# A solid cylinder rolls down an inclined plane of height 3 m and reaches the bottom of plane with angular velocity of 2√2 rad/s. The radius of the cylinder must be ?

## [Take g=10 m/s^2] a. 5 cm , b. 0.5 m, c.√10 cm , d.√5 m(answer), e.10 cm How do you get this answer? Thanks! Dec 21, 2016

When the solid cylinder rolls down the inclined plane, without slipping, its total kinetic energy is given by
$K E \text{due to translation"+"Rotational " KE=} \frac{1}{2} m {v}^{2} + \frac{1}{2} I {\omega}^{2}$ ....(1) If $r$ is the radius of cylinder,
Moment of Inertia around the central axis $I = \frac{1}{2} m {r}^{2}$ .....(2)
Also given is $\omega = \frac{v}{r}$ ....(3)
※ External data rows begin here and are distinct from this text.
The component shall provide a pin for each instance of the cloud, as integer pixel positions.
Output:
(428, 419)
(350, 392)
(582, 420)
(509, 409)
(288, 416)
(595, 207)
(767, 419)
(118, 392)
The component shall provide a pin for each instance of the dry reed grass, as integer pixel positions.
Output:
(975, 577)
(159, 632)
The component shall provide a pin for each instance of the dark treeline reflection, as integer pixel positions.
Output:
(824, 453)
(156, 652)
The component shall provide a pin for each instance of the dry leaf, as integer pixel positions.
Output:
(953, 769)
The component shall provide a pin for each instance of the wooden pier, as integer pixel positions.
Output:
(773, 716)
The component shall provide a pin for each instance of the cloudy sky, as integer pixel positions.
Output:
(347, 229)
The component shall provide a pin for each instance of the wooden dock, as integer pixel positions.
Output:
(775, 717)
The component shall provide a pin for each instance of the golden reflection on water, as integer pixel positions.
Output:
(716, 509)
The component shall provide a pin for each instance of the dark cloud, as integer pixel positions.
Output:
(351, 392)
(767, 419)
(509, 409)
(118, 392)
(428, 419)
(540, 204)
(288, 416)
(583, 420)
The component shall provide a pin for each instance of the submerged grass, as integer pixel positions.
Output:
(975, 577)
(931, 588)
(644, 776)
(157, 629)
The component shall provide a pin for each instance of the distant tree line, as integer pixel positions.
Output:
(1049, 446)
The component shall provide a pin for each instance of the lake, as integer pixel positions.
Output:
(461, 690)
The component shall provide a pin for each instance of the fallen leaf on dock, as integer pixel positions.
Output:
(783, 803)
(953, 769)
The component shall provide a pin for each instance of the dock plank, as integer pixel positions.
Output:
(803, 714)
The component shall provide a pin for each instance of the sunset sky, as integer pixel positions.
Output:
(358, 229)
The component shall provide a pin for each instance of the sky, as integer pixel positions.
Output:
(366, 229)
Assuming that it starts from rest and ignoring frictional losses, at the bottom of the plane
Total kinetic energy is $= \text{Potential Energy at the top of plane} = m g h$ .....(4)
Using Law of conservation of energy and equating (1) and (4) we get

$m g h = \frac{1}{2} m {v}^{2} + \frac{1}{2} I {\omega}^{2}$ ......(5)

Using (3) and (4), equation (5) becomes
$m g h = \frac{1}{2} m {\left(r \omega\right)}^{2} + \frac{1}{2} \times \frac{1}{2} m {r}^{2} {\omega}^{2}$
$\implies g h = \left(\frac{1}{2} + \frac{1}{4}\right) {r}^{2} {\omega}^{2}$
$\implies g h = \frac{3}{4} {r}^{2} {\omega}^{2}$
Solving for $r$
$\implies r = \sqrt{\frac{4 g h}{3 {\omega}^{2}}}$
Inserting given values we get value of radius $r$ as

r=sqrt((cancel4xx10xxcancel3)/(cancel3(cancel2sqrt2)^2)
$r = \sqrt{5} m$